Promedia el verano y arrecia el calor. Los habitantes de la región metropolitana -sobre todo, los de los niveles menos pudientes de nuestra sociedad- aspiran, razonablemente, a tener a su alcance recursos para atemperar tan elevadas temperaturas: así es como desechan las prevenciones y pretenden tener acceso al Río de la Plata, cuya descuidada y grave contaminación es un peligro cierto para la salud pública.
Los improvisados bañistas, provenientes de la ciudad misma y de su conurbano, no pretenden otra cosa que vivir en carne propia algo que les ha llegado por boca de sus mayores, quienes más de una vez les habrán recordado las épocas, no tan distantes, en que las aguas del estuario no estaban enfermas y sus balnearios, desde San Fernando hasta Punta Lara, sin omitir, por supuesto, a las costaneras sur y norte porteñas, estaban legítimamente habilitados para el uso del público.

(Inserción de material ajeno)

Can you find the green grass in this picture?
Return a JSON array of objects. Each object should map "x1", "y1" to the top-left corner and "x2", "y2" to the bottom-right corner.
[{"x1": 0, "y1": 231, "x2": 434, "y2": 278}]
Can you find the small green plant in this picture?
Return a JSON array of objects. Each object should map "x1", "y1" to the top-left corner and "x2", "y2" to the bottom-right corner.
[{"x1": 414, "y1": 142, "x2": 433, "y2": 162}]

Ahora, en cambio, fundamentadas razones científicas y sensatas reglamentaciones pertinentes les vedan esa posibilidad, aunque muchos de ellos hagan caso omiso de los riesgos que afrontan con sólo internarse unos metros en las aguas amarronadas y barrosas que empapan nuestras costas.
Entre treinta y cuarenta mil personas diarias llegan a la ribera de Quilmes los sábados y los domingos calurosos, mientras que alrededor de 100.000 se refrescan en Punta Lara, cerca de La Plata. Nada insignificante caudal humano, que se remontaría hasta alturas imprevisibles si el cálculo abarcase toda la extensión de la zona ribereña.
Sin embargo, los índices de la contaminación del río al que tantas veces les dieron y les dan las espaldas las autoridades rondan cifras que imponen considerarlo inapropiado para cualquier finalidad que no sea la navegación y, después de costosos y complejos tratamientos, la provisión de agua potable.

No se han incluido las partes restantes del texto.